The eternal return: what Xenogears’ psychology is really doing
The wheel has turned four times. Nietzsche’s eternal return asks a brutal question: if you had to live this exact life again, and again, forever, could you bear it? Xenogears answers by making the recurrence real. Two souls — the Contact and his counterpart, the Antitype — are reborn across ten thousand years, find each other every time, and are torn apart every time. Fei and Elly are only the latest turn of a wheel that has crushed them before under other names.
The wheel even has a keeper. Miang’s true form is the Ouroboros, the serpent swallowing its own tail — the oldest symbol there is for a circle with no exit. She is the loop made flesh, and when you reach the final confrontation, the last thing standing between Fei and freedom is a form of her, coiled into that same shape. The game hands you its central image as its final enemy.
Here’s where Nietzsche’s other idea does the heavy lifting. The philosopher’s answer to the wheel was the person who could rise above it — and Xenogears sorts its cast by how they try. Grahf wants off the wheel and chooses to smash it, wiping out humanity to end the cycle. Krelian wants off and chooses to dissolve into God alone, leaving everyone else behind. Both are the overcomer gone wrong — freedom bought with everyone else’s erasure. Fei is the version that works. He doesn’t escape the loop by destroying what’s caught in it. He breaks it by finally becoming whole enough to stop repeating his own history — killing the machine that drives the cycle and letting the Contact and the Antitype simply stay together, for once.
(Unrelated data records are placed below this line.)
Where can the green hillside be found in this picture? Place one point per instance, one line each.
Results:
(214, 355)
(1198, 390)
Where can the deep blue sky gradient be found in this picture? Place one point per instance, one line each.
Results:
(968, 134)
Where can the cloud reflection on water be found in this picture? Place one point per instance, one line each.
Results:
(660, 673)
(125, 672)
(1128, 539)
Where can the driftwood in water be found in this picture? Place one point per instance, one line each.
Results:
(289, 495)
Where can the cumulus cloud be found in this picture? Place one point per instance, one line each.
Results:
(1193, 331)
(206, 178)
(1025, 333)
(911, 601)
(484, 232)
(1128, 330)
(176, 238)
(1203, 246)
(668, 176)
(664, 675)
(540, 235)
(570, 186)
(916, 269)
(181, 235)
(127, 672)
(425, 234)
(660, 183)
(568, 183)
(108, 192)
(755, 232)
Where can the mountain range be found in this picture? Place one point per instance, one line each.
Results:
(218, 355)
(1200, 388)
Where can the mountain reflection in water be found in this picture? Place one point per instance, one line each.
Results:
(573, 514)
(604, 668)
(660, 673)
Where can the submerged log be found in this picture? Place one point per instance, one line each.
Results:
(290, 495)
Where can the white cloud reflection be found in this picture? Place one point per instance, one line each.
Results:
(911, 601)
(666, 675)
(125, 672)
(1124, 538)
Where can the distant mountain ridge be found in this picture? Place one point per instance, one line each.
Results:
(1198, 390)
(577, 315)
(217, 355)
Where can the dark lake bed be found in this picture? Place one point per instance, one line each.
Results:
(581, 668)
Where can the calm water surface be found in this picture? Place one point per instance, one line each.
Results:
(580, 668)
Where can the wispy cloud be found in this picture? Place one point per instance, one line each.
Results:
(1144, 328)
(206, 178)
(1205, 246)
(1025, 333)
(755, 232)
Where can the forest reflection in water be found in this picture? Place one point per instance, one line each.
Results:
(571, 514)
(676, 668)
That’s the thread under all four thinkers. Xenogears is one long study of a self that shatters, disowns its worst part, and has to grow whole enough to stop living the same tragedy on a loop. Freud named the pieces, Jung named the reunion, Adler named the wound that keeps a man stuck, and Nietzsche named the wheel. Play it again knowing that, and the two scenes that used to read as spectacle read as the whole argument closing: three selves shaking hands at the land of the Zohar, and a serpent eating its own tail, waiting at the end to see whether you’ll break the circle or feed it.
Common Questions
Is Id in Xenogears actually named after Freud’s id?
Yes, directly. And it isn’t a one-off reference: Fei’s whole psyche is built as a Freudian model. Id is the raw drive, the playable Fei is the self that manages daily reality, and the Coward is the withdrawn original. The game names the drive after Freud and then dramatizes the entire structure.
What are Fei’s three personalities in Xenogears?
The Fei you control — a personality assembled over three years to function after the trauma — plus Id, who absorbed all the pain and guilt including his mother’s death, and the Coward, the original self who retreated and kept the good memories. They reconcile and merge near the end, which is the real climax of Fei’s story.
Why is Ramsus so obsessed with beating Fei?
An inferiority complex, and a manufactured one. Ramsus is a discarded clone who was humiliated by Id in his youth, and Miang keeps him fixated on that defeat so he stays a usable pawn. His whole character is Adler’s striving for superiority turned into a wound that won’t close.
What does the eternal return mean in Xenogears?
The Contact and the Antitype are reborn across eras — Abel, Kim, Lacan, then Fei — always meeting, always torn apart. That recurrence is Nietzsche’s eternal return, symbolised by Miang’s Ouroboros. Fei’s task is to break the wheel rather than ride it again.
Do I need to know Jung or Freud to follow Xenogears?
No. The game teaches every idea through its characters. Knowing the terms mostly gives you language for the things you already felt watching Fei come apart and come back together.